Abstract

Seismic reservoir characterization focuses on the prediction of reservoir properties based on the available geophysical and petrophysical data. The inverse problem generally includes continuous properties, such as petrophysical and elastic attributes, and discrete properties, such as lithology/fluid classes. We have developed a joint probabilistic inversion methodology for the prediction of petrophysical and elastic properties and lithology/fluid classes that combined statistical rock physics and Bayesian seismic inversion. The elastic attributes depend on continuous petrophysical variables, such as porosity and clay content, and discrete lithology/fluid classes, through a nonlinear rock-physics relationship together. The seismic model relates the elastic attributes, such as velocities and density, to their seismic response (reflectivity, traveltime, and amplitudes). The advantage of our integrated approach is that the inversion method accounts for the uncertainty associated to each step of the modeling workflow. The lithology/fluid classes are assigned by a Markov random field prior model to capture vertical continuity and vertical sorting of the lithology/fluid classes. Because rock and fluid properties are in general not Gaussian, a spatially coupled Gaussian mixture prior model based on the lithology/fluid classes is constructed. The forward geophysical operator includes a lithology-/fluid-dependent rock physics model and a linearized seismic model based on the convolution of the seismic wavelet with the reflectivity coefficient series.
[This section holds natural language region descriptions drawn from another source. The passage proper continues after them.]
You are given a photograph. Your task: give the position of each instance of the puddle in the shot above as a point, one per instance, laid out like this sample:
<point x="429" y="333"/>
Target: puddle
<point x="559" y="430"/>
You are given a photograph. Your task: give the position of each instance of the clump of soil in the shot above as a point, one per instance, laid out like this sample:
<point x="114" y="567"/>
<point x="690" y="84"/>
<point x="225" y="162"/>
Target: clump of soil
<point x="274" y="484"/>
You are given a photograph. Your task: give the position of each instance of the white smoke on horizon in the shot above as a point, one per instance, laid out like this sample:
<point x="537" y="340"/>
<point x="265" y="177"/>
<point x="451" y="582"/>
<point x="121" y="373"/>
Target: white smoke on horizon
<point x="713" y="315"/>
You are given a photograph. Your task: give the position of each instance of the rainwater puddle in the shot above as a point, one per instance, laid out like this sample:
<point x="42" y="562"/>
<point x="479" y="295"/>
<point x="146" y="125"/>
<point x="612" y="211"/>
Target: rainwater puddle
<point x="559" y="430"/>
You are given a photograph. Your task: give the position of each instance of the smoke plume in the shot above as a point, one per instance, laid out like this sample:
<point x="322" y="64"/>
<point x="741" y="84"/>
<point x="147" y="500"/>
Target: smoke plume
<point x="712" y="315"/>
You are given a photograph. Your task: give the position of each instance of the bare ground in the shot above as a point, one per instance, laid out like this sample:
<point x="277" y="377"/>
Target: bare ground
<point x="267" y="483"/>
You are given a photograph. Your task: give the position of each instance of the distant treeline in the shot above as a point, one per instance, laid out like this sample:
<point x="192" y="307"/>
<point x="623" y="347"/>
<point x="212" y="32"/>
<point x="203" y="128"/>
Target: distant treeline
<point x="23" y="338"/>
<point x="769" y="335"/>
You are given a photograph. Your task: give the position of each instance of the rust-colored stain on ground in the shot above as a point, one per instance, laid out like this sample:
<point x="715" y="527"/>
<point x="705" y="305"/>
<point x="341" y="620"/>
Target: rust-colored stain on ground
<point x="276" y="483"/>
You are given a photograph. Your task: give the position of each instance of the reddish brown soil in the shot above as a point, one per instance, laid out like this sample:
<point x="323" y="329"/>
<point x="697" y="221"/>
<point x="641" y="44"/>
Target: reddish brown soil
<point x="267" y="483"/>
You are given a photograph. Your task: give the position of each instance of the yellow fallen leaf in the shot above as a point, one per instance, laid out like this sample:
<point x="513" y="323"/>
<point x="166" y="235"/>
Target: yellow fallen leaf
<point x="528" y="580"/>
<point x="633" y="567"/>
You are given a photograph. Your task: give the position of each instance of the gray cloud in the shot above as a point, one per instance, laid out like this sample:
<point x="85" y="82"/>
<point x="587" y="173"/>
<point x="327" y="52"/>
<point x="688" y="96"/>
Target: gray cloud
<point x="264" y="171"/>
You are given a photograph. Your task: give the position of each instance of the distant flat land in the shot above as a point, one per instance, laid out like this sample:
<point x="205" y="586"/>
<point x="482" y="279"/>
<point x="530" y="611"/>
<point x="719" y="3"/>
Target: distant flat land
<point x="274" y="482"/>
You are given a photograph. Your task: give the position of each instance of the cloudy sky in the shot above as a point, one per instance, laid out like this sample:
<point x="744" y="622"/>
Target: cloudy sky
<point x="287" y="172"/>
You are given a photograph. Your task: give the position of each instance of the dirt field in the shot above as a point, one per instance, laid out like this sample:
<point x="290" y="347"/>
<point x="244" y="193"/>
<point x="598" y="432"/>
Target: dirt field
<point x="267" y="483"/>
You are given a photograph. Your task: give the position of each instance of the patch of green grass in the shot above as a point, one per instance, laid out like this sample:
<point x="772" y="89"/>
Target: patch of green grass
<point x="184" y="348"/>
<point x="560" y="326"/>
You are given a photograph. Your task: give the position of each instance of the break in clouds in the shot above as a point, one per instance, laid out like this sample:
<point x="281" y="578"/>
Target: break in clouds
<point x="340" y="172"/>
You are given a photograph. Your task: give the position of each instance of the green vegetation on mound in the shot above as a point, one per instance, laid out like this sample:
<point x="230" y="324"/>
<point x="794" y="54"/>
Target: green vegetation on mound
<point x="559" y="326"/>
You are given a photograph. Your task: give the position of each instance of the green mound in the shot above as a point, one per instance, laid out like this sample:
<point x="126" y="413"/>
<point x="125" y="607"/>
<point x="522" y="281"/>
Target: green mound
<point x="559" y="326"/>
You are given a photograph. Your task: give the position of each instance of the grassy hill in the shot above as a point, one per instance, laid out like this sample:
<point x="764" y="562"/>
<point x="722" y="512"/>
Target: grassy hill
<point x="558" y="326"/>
The solution of the inverse problem consists of the posterior distributions of petrophysical and elastic properties and lithology/fluid classes. We proposed an efficient Markov chain Monte Carlo algorithm to sample from the posterior models and assess the uncertainty. Our methodology is demonstrated on a seismic cross section from a survey in the Norwegian Sea, and it shows promising results consistent with well-log data measured at the well location as well as reliable prediction uncertainties.